Debates
Dividir para dominar
Da Redação | 08 de abril de 2025 - 02:13

Por Mário Sérgio de Melo
Ao longo da história da humanidade vê-se a eficácia dessa
ancestral estratégia de dominação: dividir os povos a serem dominados, lançando
tribos contra tribos, povos contra povos, etnias contra etnias, religiões
contra religiões, culturas contra culturas, homens contra mulheres... Hoje, nações
contra nações, classes sociais contra classes sociais, ideologias contra
ideologias, até o clímax da cizânia, irmãos contra irmãos.
Há na índole humana teimosos resquícios do instinto de
competição e dominação, inerente à nossa natureza animal e ao princípio da
seleção natural. Mas desde que tomamos ciência de que somos competitivos, esse
traço primitivo é manipulado para dominar-nos. É assim para assanhar a ânsia de
consumo da civilização atual. Possuir é sobressair-se, faz íntima ligação entre
a posse de bens e a ostentação da supremacia dos dominadores. Tornamo-nos
consumidores compulsivos, à mercê de quem lucra com nossa compulsão. E, vítimas
da guerra cognitiva, competimos com nosso conterrâneo, nosso vizinho, nosso
irmão.
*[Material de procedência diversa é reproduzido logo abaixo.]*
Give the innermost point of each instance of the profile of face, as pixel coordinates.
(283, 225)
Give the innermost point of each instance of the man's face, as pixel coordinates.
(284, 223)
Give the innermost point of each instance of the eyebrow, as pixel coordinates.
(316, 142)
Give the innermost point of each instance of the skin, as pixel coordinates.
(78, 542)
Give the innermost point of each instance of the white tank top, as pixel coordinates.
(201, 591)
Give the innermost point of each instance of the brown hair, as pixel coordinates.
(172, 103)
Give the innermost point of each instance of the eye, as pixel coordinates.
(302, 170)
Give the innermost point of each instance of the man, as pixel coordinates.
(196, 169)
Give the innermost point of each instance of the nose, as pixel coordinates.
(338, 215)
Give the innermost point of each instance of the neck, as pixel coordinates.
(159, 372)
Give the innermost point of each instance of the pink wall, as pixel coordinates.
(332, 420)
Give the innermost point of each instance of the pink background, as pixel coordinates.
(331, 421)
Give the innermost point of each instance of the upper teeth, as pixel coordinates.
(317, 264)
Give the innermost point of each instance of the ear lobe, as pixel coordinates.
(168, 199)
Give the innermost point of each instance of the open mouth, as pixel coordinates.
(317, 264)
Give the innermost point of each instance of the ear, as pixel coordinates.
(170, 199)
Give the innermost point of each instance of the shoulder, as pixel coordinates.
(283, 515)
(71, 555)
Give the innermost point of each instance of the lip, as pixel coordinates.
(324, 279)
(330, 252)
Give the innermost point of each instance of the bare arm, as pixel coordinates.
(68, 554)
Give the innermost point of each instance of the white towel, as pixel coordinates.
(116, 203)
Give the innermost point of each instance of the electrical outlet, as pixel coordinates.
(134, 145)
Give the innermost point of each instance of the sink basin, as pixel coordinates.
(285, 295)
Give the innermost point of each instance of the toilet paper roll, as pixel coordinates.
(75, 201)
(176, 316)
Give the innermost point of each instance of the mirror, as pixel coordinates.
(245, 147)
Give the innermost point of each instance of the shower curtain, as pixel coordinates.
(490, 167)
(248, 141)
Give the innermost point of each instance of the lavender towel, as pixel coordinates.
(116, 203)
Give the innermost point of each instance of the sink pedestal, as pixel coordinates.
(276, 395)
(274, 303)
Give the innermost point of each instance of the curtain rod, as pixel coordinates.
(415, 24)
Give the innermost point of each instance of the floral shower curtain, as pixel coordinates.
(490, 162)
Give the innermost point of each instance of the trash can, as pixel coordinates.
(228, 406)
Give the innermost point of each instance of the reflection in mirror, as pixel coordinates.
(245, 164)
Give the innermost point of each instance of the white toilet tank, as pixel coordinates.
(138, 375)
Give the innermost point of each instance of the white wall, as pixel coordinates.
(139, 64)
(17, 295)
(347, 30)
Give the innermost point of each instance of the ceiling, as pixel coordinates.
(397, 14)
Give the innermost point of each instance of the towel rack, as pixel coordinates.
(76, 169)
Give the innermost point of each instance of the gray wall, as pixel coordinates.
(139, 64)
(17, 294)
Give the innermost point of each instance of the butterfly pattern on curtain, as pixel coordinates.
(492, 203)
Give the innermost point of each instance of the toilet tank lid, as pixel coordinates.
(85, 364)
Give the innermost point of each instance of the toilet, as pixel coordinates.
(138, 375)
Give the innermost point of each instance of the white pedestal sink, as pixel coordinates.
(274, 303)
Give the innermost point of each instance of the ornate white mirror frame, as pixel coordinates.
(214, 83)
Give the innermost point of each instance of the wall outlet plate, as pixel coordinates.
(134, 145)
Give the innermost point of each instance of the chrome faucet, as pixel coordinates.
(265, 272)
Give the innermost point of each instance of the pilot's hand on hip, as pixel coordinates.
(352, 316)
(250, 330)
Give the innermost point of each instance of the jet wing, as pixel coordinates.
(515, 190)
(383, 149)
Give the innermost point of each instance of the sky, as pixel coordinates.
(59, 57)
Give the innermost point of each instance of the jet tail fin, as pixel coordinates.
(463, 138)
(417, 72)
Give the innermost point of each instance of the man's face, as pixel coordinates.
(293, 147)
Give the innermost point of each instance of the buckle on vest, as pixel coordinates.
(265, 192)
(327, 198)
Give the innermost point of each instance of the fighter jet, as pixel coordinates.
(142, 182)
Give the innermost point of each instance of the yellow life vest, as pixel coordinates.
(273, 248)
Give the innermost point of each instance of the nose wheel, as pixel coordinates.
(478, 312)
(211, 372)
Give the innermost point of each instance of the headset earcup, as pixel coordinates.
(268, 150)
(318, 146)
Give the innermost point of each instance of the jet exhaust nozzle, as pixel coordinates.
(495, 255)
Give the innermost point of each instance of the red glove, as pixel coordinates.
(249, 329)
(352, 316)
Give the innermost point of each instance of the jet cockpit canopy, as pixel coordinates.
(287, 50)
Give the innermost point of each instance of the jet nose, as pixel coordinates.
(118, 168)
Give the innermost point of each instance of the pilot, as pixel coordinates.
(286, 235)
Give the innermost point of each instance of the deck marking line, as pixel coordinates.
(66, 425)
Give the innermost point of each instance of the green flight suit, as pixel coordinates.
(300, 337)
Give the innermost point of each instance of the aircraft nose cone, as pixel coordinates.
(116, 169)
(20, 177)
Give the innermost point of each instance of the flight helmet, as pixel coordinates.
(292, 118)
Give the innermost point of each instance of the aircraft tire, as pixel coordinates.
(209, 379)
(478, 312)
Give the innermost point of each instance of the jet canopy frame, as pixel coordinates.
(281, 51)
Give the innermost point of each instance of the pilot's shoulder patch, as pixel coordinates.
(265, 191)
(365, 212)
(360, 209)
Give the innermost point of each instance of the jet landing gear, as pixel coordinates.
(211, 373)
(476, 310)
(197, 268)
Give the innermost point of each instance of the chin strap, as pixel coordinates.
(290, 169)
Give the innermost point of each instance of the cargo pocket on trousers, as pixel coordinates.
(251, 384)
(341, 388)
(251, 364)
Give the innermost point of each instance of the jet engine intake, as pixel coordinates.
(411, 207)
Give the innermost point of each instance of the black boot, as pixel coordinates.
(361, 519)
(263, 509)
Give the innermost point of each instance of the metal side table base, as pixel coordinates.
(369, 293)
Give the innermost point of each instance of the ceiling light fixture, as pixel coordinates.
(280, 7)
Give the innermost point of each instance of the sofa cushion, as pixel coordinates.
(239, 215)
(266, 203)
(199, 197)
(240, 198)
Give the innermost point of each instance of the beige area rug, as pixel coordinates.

Um instinto tão forte que nos cega para a compreensão de que, alhures,
alguém nos manipula – dividindo-nos, enfraquecendo-nos – enquanto nos controla
e nos explora.
A fraqueza que nos é incutida manifesta-se também na tibieza
do caráter. A guerra cognitiva é vitoriosa quando subjuga a mente do inimigo.
Implanta nela desinformação, negacionismo, segregação, medo, ódio, inaptidão
para refletir, discernir, dialogar, ter sensibilidade e empatia. Os subjugados
reagem como animais acuados.
Seremos capazes de quebrar esse ancestral arquétipo? De
perceber quantos fantasmas nos são imputados para que, amedrontados,
transformemos nosso próximo num inimigo visceral? Desde a cuca que vem pegar a
criança inquieta, monstro fictício inventado para assustá-la e controlá-la, até
o apregoado perigo, não menos fictício, da outra ideologia, da outra religião,
da outra cultura, são muitas maldosas criações para nos provocar medo, nos
dividir e dominar.
Dominação não é só de um país sobre outros, como temos visto
hoje com a ânsia estadunidense de submeter todo o mundo. Tão perversa e tão
global quanto ela é a dominação econômica, num arranjo onde uma elite usufrui
dos benefícios da riqueza produzida pelo trabalho de uma imensa maioria
excluída e empobrecida.
Todas as formas de dominação – territorial, cognitiva,
econômica, racial, de gênero – estão ligadas. São expressão do impulso
primitivo, agora manipulado por moderníssima tecnologia, com apurados métodos
científicos. Se quisermos escapar da dominação de quem nos divide, para alcançar
a emancipação e a liberdade pessoal, e a soberania de nosso País, é essencial
que deixemos de ter nossos instintos manipulados. Isso é possível, se
cultivarmos nossos princípios e convicções – nossa cultura – com mais força que
o nosso inimigo da guerra cognitiva que já nos foi declarada.
Nossa consciência é muito mais poderosa que esse inimigo estranho que quer nos dominar.